Question

A bullet of mass 12g travelling horizontally with a

velocity of 155m/s strikes a stationary wooden block and

comes to rest in 0.05second. Calculate the acceleration

produced and magnitude of the force exerted by the

wooden block on the bullet.

​

Answer 1

Given :

• Mass of the bullet = 12g = 0.012 kg
• Initial velocity = 155 m/s
• Final velocity = 0 m/s [rest]
• Time taken = 0.05 s

Concept :

• First, we need to find the acceleration of the bullet. As the bullet is moving uniformly we can use the first equation of motion in order to find acceleration.
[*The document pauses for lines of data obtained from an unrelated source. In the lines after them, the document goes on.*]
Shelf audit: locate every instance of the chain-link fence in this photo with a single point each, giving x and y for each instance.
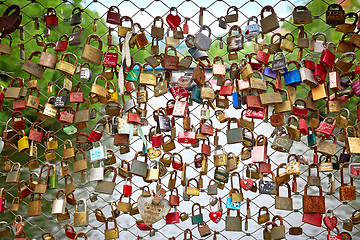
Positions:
(144, 12)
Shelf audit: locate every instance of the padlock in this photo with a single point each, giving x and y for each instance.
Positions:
(278, 231)
(316, 45)
(283, 203)
(327, 57)
(105, 186)
(286, 44)
(335, 15)
(201, 41)
(59, 204)
(267, 187)
(91, 54)
(51, 20)
(301, 15)
(113, 17)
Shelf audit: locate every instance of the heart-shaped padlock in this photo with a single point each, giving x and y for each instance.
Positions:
(246, 184)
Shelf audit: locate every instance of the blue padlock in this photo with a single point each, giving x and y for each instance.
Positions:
(232, 205)
(292, 78)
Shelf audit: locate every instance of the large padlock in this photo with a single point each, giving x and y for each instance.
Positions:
(335, 15)
(65, 66)
(201, 41)
(91, 54)
(105, 186)
(283, 203)
(270, 22)
(301, 15)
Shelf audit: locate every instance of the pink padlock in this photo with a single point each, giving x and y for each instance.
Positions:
(96, 135)
(327, 57)
(127, 190)
(320, 73)
(110, 58)
(172, 217)
(325, 129)
(303, 127)
(334, 81)
(2, 200)
(259, 153)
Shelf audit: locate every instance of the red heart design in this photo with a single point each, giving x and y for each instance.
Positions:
(173, 20)
(246, 184)
(330, 222)
(215, 216)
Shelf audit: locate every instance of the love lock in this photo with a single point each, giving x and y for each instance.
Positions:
(215, 216)
(330, 219)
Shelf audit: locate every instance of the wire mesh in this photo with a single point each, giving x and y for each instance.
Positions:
(138, 11)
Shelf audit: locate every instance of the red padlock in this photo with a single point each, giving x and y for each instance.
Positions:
(262, 57)
(96, 135)
(320, 73)
(110, 58)
(69, 231)
(113, 15)
(51, 20)
(327, 57)
(334, 81)
(301, 112)
(127, 190)
(36, 133)
(172, 217)
(325, 129)
(303, 127)
(62, 43)
(177, 164)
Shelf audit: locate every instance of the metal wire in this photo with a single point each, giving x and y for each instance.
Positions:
(36, 226)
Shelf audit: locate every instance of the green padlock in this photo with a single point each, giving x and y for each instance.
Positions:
(53, 178)
(196, 219)
(69, 130)
(311, 137)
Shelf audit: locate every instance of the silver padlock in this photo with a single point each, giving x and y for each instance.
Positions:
(85, 73)
(96, 173)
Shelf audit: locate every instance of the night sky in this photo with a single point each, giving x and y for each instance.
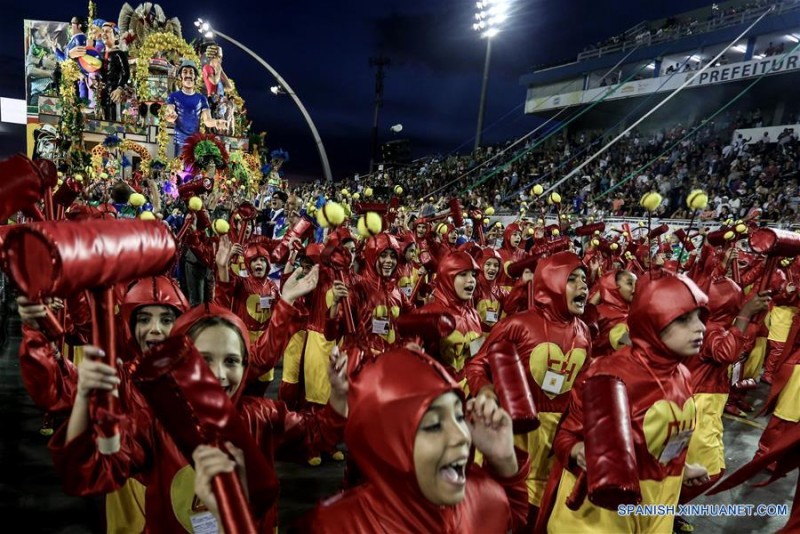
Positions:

• Now that we have the acceleration of the bullet we can easily find the force by using Newton's second law.

Solution :

As per the first equation of motion,

$\implies\sf{v = u + at }$

On rearranging,

$\implies\sf{a = \dfrac{v-u}{t} }$

Now, let's substitute the values,

$\implies\sf{a = \dfrac{0 -155}{0.05} }$

$\implies\boxed{\sf{a = -3100 m/s^{2} }}$

The acceleration of the bullet is -3,100 m/s².

____________________

Note: here the negative sign denotes retardation.

As per Newton's Second Law,

$\implies\sf{F = ma }$

$\implies\sf{F = 0.012 \times -3100 }$

$\implies\boxed{\sf{F = - 37.2 N }}$

The magnitude of the force exerted by the wooden block on the bullet is 37.2N.